W kontekscie korony, zdecydowanie na niekorzysc Polakow, bo przyslowiowe "poluznienie gumy w majtach" po polskiej stronie jest wrecz nie do pomyslenia. To samo w przypadku Czech, jak wspomniala fin. Roznica w zachowaniu jest tak ogromna, ze... szkoda gadac.
Melduje ze mama tez zaszczepiona pierwsza dawka we wtorek rano i podobnie jak galopada nie miała żadnych efektów ubocznych, tylko lekki ból w miejscu ukłucia. 😀
Ja za to od wtorku wieczorem miałam objawy grypopodobne - ogólne rozbicie, ból mięśni, osłabienie, uczucie gorączki (nie miałam). Dziś obudziłam się już w dobrym samopoczuciu 🙂 Ból w miejscu wkłucia utrzymuje się, ale już jest o wiele lepiej, bo wczoraj ręka bolała przy unoszeniu.
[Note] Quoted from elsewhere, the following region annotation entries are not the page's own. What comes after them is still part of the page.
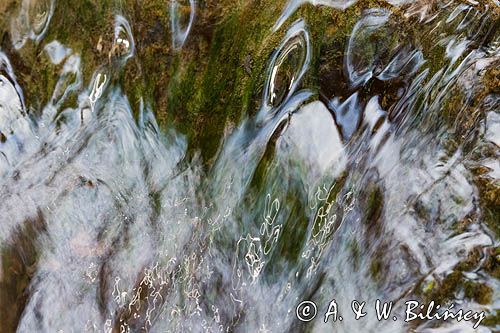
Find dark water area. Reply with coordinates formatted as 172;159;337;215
0;0;500;333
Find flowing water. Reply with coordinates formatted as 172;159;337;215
0;0;500;332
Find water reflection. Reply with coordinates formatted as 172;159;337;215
0;1;500;332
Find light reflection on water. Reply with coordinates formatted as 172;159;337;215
0;0;500;332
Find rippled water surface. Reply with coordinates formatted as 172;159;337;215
0;0;500;332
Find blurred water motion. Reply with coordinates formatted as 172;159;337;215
0;0;500;332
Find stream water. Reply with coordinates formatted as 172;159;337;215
0;0;500;332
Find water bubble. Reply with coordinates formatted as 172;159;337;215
109;15;135;61
264;20;311;107
11;0;55;49
170;0;196;49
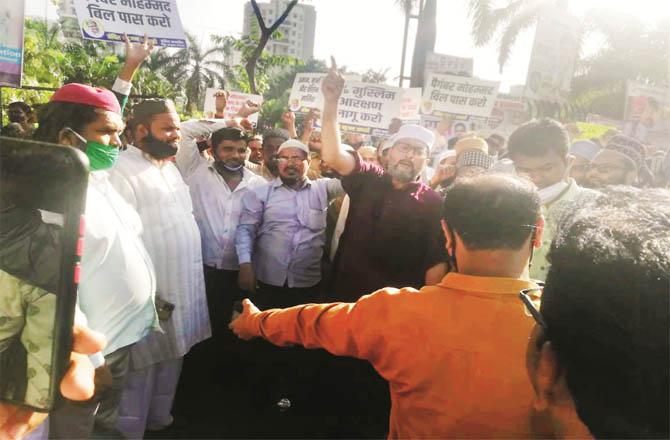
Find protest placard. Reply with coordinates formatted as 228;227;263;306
623;80;670;143
289;73;416;136
486;93;530;135
574;122;616;140
421;73;500;118
524;4;580;102
74;0;186;48
0;0;26;87
424;52;474;82
204;88;263;126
Galopada, feno, dajcie znać też po drugiej dawce 🙂
Zdrowykoń, czy jesteś w stanie wstawić tu post wynoszący cokolwiek do dyskusji?  🤣

Strzyga   Życzliwościowy Przodownik Pracy
07 stycznia 2021 10:34
galopada_, wtedy musiałby się dokształcić, przeczytać coś, pomysleć, przeanalizowac, więc nie.